In an email, he added The Tennessean’s primary focus is to “deliver the most complete and credible local news and information, across many platforms, every day.”

Faricy estimated total sponsorship ends up costing between $5,000 and $8,000.

The school district’s Flaherty said Cincinnati-based E.W. Scripps Company recently informed Metro officials The Tennessean had decided against sponsoring the 2012 regional bee.

Scripps’ Abi Evans did not immediately respond to an email. 

In 2007, The Tennessean initially backed off from serving as the regional bee sponsor before electing to finance the event after further consideration. 

If organizers land a sponsor, the regional bee would take place at Belmont University, the same venue that has hosted it in previous years. But Flaherty said a sponsor would need to step up soon. The application deadline for students to become eligible for the national competition is Oct. 17.

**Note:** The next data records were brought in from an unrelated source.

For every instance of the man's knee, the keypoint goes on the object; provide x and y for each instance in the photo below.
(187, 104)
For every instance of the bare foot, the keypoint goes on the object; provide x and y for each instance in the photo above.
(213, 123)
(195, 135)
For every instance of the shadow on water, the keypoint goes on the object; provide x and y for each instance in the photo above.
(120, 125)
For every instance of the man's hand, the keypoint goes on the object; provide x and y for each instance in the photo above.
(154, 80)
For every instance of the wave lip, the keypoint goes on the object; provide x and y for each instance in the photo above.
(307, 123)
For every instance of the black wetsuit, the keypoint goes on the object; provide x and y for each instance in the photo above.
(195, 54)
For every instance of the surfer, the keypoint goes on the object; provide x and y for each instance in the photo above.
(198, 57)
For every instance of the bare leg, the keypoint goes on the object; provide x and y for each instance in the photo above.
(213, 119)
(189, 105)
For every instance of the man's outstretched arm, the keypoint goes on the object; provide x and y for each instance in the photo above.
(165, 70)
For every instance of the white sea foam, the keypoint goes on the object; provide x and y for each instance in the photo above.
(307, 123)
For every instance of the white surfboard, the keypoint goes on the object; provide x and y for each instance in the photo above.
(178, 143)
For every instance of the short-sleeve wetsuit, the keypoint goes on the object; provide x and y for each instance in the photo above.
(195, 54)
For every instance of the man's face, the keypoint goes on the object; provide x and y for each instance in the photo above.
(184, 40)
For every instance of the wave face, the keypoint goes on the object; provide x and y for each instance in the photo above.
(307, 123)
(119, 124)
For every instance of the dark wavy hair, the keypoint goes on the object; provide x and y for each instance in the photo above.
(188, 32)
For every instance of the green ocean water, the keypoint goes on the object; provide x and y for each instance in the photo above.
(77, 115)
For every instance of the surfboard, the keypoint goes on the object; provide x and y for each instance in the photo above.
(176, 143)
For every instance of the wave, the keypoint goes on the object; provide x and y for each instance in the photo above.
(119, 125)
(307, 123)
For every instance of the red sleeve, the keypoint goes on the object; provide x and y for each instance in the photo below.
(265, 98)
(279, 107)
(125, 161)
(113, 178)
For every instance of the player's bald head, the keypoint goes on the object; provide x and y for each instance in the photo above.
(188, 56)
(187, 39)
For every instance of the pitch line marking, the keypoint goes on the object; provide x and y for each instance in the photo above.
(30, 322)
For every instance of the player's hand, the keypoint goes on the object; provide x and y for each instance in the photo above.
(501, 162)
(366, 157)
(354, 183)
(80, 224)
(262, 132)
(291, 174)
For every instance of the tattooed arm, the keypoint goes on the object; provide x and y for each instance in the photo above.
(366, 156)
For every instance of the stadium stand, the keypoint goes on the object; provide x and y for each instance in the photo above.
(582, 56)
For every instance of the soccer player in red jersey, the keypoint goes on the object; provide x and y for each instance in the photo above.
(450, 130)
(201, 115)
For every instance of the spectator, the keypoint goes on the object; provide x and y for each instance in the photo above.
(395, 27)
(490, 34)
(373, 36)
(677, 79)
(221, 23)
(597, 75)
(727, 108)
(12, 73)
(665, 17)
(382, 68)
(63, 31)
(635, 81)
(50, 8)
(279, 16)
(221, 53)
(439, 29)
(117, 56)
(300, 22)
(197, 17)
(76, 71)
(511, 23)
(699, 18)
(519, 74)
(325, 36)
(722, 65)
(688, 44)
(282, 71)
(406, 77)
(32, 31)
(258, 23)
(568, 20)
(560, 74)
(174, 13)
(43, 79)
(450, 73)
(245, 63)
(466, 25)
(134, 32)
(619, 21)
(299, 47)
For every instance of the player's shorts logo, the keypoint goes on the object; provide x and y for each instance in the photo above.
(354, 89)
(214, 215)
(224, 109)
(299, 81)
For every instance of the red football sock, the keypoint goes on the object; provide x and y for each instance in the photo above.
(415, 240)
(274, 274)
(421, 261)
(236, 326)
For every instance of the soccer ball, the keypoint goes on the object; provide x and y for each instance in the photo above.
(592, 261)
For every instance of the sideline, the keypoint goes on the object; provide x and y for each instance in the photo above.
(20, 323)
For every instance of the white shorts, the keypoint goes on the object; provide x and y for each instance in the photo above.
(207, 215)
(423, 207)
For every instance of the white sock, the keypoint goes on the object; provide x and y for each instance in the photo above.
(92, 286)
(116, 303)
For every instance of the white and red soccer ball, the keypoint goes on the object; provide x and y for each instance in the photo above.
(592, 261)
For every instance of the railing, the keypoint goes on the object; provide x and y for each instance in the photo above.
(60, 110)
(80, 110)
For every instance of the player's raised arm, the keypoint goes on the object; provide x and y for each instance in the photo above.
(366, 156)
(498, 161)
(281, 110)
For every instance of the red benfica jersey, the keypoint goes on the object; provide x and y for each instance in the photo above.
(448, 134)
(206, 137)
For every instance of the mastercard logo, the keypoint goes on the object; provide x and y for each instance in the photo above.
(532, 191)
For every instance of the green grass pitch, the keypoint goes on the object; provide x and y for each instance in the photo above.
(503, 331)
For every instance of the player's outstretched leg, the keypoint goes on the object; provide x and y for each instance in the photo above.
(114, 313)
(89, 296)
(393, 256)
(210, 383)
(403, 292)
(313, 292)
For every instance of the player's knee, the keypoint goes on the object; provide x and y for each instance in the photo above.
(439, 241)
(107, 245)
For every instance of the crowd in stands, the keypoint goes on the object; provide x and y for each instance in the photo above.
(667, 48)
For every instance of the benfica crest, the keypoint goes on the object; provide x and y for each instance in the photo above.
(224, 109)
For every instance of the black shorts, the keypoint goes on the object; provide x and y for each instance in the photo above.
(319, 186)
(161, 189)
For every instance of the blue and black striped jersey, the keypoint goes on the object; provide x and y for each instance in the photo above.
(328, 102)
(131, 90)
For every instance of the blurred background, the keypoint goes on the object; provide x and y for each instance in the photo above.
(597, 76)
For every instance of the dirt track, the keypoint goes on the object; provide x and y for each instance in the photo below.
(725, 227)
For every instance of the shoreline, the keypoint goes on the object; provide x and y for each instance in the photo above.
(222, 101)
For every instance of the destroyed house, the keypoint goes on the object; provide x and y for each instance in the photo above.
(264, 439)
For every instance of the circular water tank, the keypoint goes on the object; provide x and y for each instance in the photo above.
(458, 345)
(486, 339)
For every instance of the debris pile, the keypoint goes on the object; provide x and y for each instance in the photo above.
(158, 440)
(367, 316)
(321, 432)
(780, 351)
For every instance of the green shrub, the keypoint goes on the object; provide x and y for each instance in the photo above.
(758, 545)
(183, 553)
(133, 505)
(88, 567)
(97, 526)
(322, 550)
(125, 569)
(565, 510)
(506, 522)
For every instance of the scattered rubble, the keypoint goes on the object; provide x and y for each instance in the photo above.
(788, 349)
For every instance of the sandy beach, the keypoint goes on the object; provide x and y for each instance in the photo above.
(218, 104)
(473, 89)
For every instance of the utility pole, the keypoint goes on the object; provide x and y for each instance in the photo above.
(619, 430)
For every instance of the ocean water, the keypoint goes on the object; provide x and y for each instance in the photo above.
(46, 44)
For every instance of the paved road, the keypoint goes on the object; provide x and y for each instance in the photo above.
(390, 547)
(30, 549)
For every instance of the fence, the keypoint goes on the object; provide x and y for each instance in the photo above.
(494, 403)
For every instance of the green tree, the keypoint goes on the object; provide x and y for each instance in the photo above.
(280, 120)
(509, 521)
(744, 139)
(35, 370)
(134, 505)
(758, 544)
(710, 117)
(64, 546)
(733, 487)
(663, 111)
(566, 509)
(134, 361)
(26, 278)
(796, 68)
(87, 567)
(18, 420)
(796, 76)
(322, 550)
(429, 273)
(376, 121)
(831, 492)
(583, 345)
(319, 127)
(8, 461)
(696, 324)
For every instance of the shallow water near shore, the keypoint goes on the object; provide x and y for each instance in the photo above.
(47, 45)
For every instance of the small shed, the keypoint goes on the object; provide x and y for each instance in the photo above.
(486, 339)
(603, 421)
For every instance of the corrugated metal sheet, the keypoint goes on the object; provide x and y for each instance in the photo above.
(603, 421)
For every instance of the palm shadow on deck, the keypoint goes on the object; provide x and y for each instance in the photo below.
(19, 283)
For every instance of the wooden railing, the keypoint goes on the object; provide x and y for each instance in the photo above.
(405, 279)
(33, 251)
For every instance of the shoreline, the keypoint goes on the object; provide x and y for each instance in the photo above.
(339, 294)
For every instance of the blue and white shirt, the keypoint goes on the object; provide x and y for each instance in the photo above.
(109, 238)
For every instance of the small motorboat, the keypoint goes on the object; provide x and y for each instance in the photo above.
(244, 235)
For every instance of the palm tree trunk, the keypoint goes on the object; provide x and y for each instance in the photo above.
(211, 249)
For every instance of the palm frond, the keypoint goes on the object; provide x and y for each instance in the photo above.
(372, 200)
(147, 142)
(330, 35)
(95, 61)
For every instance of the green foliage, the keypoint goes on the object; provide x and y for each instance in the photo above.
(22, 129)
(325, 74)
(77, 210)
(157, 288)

The 2012 Scripps National Spelling Bee is slated for the spring. Dates for the local and regional events are scheduled accordingly. The regional bee typically occurs in February.

3 Comments on this post:

By: JeffF on 9/16/11 at 3:10

Anyone else notice that the expense of putting on the spelling bee is less than the amount the Tennessean gave to the convention center PR fund?

By: dogmrb on 9/16/11 at 6:50

Anyone also notice that the Tennessean has frequent misspelling even with spellcheck! The Tennessean is NOT a local paper at all! Very sad because it was excellent 25 years ago.

By: WayneJ on 9/17/11 at 11:18

"In an email, he added The Tennessean’s primary focus is to “deliver the most complete and credible local news and information, across many platforms, every day.”"

What is the timetable as to when we can expect this to start happening at the Tennessean?